La situación de Canacol Energy tiene en alerta a todo el sector gasífero colombiano. La Asociación Colombiana de Gas Natural, Naturgas, salió a advertir sobre los riesgos que enfrentaría el abastecimiento nacional si la compañía logra terminar anticipadamente sus contratos de transporte y suministro. El pronunciamiento llegó después de que se aplazara para el 15 de mayo una audiencia ante una corte de Alberta, Canadá, donde se discutirá precisamente esa solicitud.
Lo que está en juego es considerable. Canacol abastece una porción importante de la demanda energética en siete departamentos de la región Caribe y algunos municipios de Norte de Santander, llegando a hogares, negocios, industrias, transporte y hasta una planta térmica ubicada en Sahagún, Córdoba. Aunque la empresa mantiene contratos cercanos a 110 millones de pies cúbicos diarios, su producción promedio durante abril fue de 75 millones, cifra que representa el 7,5 por ciento de la demanda nacional.
La presidenta de Naturgas, Luz Stella Murgas, fue clara en señalar que existen alternativas distintas a romper los contratos, como acuerdos entre las partes o mecanismos empresariales que garanticen la continuidad del servicio y la estabilidad del sistema energético.
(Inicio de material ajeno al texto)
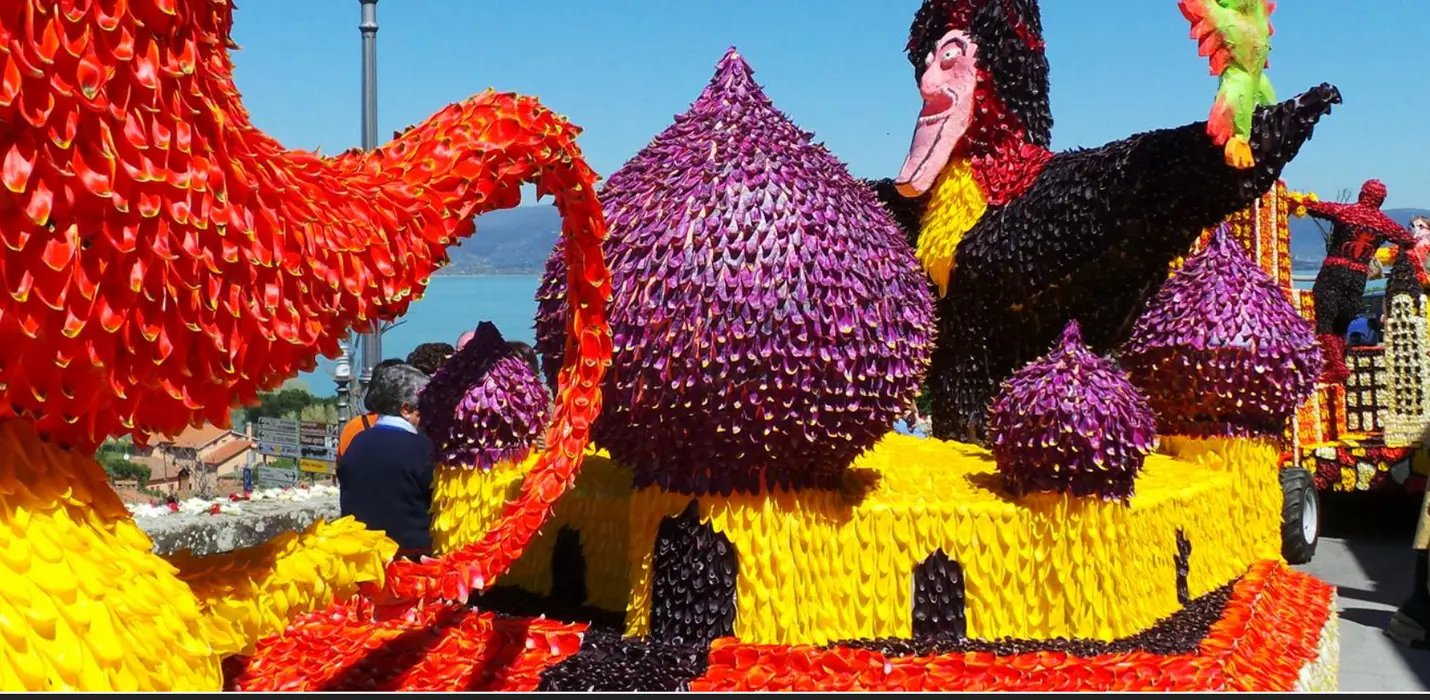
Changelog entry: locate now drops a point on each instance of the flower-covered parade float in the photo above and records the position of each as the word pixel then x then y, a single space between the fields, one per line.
pixel 745 519
pixel 165 260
Pero el gremio no confía en que eso suceda sin presión.
Los efectos de una eventual suspensión serían en cascada. Naturgas advierte que diferentes sectores productivos se verían afectados y que industrias y usuarios tendrían que migrar hacia combustibles más costosos y contaminantes como diésel, gasolina, carbón o GLP. Para un país que depende del gas como fuente energética, esto significaría un golpe considerable a la economía y al ambiente.
Por eso el gremio le pidió al Estado colombiano tomar medidas para proteger la continuidad del servicio público y preservar la seguridad energética. El mensaje es claro: más de 36 millones de colombianos dependen del abastecimiento de gas natural, y no se puede permitir que un litigio internacional deje sin este combustible a una población tan grande.